Below is a list of artificial objects escaping from the Solar System. All of these objects are space probes and their upper stages launched by NASA, the United States space agency, and does not include those missions that went into orbit around planets.


Planetary exploration probes[edit]

  • Pioneer 10 – Launched in 1972, flew past Jupiter in 1973. Contact lost in January 2003 and is heading in the direction of Aldebaran in Taurus.
  • Pioneer 11 – Launched in 1973, flew past Jupiter in 1974 and Saturn in 1979. Contact lost in November 1995. The spacecraft is headed toward the constellation of Aquila (The Eagle), Northwest of the constellation of Sagittarius. Barring incident, Pioneer 11 will pass near one of the stars in the constellation in about 4 million years.[1]
  • Voyager 2 – Launched in August 1977, flew past Jupiter in 1979, Saturn in 1981, Uranus in 1986, and Neptune in 1989. Probe has (depending on the source) not passed the heliosheath, but is still active.
  • Voyager 1 – Launched in September 1977, flew past Jupiter in 1979 and Saturn in 1980, making a special close approach to Saturn's moon Titan. Probe passed the heliopause on 25 August 2012 to enter interstellar space,[2] and is still active.
  • New Horizons – Launched in 2006, probe made flyby of Jupiter in 2007, will make a flyby of Pluto in 2015. Flyby of Pluto may be followed by a flyby of a trans-Neptunian object in the Kuiper belt.
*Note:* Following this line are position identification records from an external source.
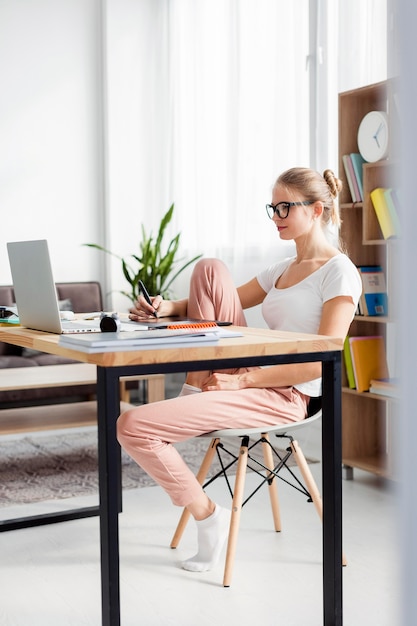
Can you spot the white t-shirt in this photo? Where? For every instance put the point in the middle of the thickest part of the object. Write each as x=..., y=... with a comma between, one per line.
x=299, y=308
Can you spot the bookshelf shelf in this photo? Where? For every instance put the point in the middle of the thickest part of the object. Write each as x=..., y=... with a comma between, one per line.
x=366, y=439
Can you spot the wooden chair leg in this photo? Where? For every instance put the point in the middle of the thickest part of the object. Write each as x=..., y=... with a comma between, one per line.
x=272, y=486
x=201, y=477
x=236, y=511
x=310, y=483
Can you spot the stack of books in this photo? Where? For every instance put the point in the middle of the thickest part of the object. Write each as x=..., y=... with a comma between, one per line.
x=353, y=163
x=386, y=387
x=365, y=361
x=374, y=299
x=386, y=205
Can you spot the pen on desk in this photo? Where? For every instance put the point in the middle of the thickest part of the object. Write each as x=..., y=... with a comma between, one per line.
x=146, y=296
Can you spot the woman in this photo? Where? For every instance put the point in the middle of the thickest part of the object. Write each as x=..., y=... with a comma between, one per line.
x=316, y=291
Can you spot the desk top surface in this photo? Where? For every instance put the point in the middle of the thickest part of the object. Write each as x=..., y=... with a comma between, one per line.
x=253, y=342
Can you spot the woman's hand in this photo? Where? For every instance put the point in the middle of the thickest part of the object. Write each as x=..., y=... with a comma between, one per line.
x=141, y=310
x=223, y=382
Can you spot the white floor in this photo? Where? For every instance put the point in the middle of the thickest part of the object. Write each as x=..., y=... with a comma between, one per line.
x=51, y=575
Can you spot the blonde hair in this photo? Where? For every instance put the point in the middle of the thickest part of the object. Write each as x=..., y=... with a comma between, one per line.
x=315, y=187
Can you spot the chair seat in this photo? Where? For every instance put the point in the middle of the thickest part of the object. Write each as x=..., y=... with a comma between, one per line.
x=272, y=467
x=278, y=428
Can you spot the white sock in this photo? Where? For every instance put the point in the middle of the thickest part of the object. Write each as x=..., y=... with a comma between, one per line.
x=187, y=390
x=212, y=534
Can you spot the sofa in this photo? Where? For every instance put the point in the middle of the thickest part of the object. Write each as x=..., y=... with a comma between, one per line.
x=80, y=297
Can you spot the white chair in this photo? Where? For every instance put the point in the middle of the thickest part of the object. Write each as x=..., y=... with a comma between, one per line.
x=275, y=462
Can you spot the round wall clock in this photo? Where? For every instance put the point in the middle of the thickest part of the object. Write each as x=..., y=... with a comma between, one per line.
x=373, y=136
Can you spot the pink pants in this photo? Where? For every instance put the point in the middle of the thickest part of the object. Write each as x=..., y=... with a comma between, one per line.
x=148, y=432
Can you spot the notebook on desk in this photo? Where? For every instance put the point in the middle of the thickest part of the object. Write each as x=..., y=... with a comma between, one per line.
x=35, y=291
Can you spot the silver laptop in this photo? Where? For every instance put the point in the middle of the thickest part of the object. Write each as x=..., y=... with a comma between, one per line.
x=35, y=292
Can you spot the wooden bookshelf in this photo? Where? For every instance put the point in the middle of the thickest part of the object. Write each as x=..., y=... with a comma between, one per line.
x=366, y=428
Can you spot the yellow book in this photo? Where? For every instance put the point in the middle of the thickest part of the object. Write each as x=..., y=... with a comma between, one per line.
x=368, y=359
x=383, y=213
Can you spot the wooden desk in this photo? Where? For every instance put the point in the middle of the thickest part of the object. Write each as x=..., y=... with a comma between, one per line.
x=255, y=347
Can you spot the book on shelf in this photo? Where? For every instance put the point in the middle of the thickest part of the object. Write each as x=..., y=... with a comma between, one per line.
x=348, y=364
x=350, y=177
x=374, y=299
x=368, y=359
x=388, y=221
x=391, y=199
x=385, y=387
x=357, y=163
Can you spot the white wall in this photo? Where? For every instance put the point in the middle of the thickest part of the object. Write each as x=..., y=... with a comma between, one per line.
x=50, y=124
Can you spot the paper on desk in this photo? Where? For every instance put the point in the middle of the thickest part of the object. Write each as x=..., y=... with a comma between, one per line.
x=164, y=338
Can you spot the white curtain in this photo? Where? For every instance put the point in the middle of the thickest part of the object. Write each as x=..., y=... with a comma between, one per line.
x=209, y=100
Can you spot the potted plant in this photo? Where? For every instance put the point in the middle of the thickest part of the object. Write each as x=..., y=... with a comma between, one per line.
x=155, y=267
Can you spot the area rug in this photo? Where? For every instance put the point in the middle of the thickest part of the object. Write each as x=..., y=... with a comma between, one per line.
x=48, y=467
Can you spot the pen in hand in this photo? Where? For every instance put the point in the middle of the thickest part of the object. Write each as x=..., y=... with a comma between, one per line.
x=146, y=296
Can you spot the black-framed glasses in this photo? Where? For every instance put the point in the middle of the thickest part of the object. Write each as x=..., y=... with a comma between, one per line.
x=283, y=208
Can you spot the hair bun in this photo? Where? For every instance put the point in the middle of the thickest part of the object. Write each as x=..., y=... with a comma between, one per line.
x=335, y=184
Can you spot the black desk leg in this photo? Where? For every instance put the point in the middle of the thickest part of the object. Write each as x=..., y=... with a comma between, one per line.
x=110, y=493
x=332, y=492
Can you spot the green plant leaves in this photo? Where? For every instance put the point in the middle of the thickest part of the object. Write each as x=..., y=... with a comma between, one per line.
x=156, y=267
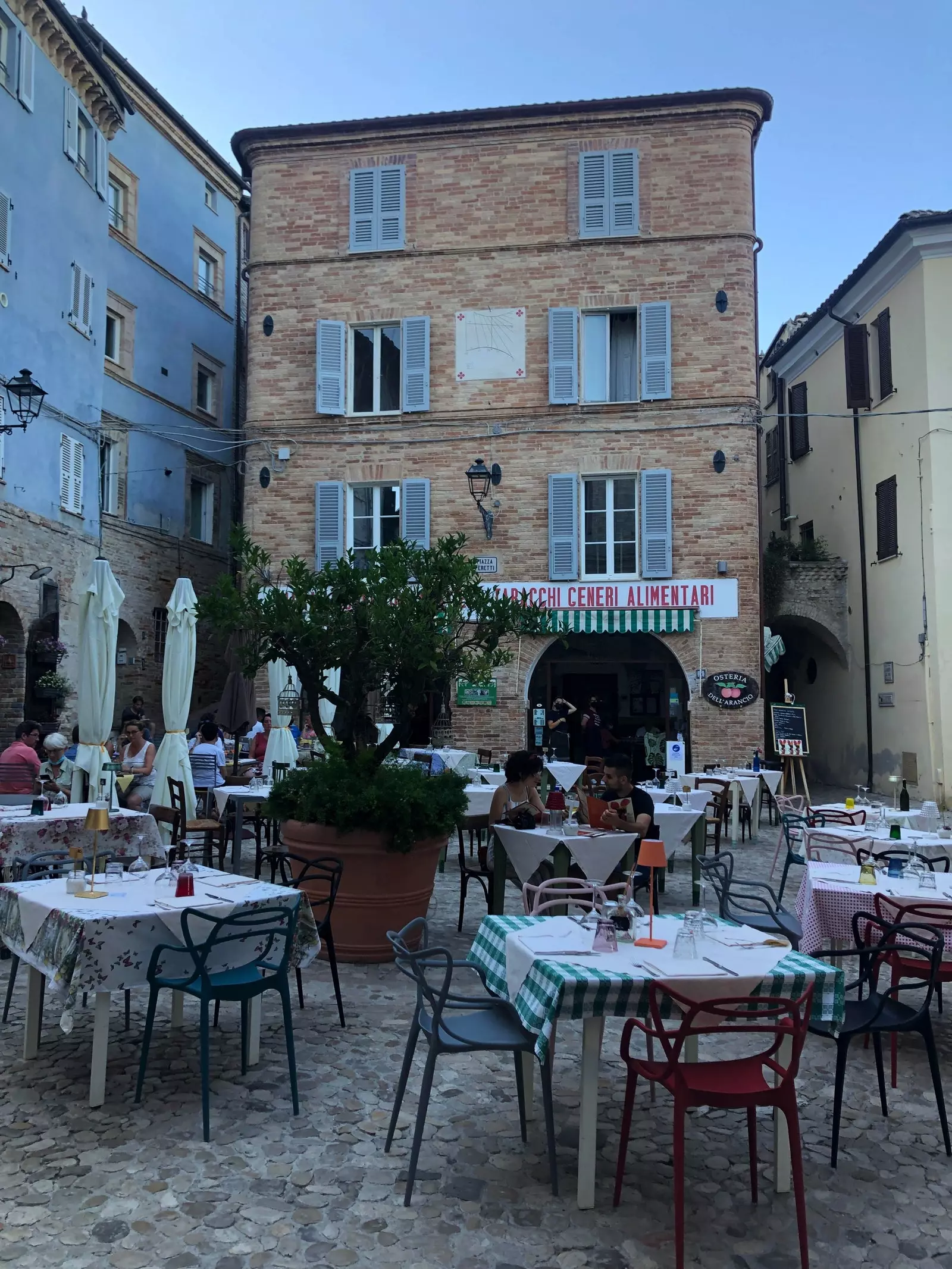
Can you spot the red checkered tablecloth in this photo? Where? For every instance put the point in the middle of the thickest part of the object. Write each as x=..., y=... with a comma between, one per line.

Every planetary probe was placed into its escape orbit by a rocket booster. These rockets are themselves on nearly the same trajectory as the probes they launched. Since they were not under active guidance, their trajectories are now different from the probes they launched. These boosters are:

  • Pioneer 10 third stage, a TE364-4 variant of the Star-37 rocket.[3]
  • Voyager 1 third stage – a Centaur D-1T E-7 liquid fuel rocket.[4]
  • Voyager 2 third stage –a Centaur D-1T E-7 liquid fuel rocket.[5]
  • New Horizons third stage, a STAR-48 booster, is on a similar escape trajectory out of the Solar System as New Horizons, but will pass millions of miles from Pluto.[6] It will probably cross Pluto's orbit in late 2015.[7]

The only objects to date to be launched directly into a solar escape trajectory were the New Horizons spacecraft, its third stage and its two small de-spin masses. The New Horizons Centaur stage is not escaping; it is in a 2.83-year orbit.[6]

The upper stage of Pioneer 11 is believed to be in solar orbit because its encounter with Jupiter would not have resulted in escape. Pioneer 11 gained the required velocity to escape the Solar System in its subsequent encounter with Saturn.

Since the Pioneers were launched first, they had a head start on the Voyagers, but because they were traveling more slowly they were eventually overtaken for most distance from the Sun: Voyager 1 passed Pioneer 10 on February 17, 1998.[8]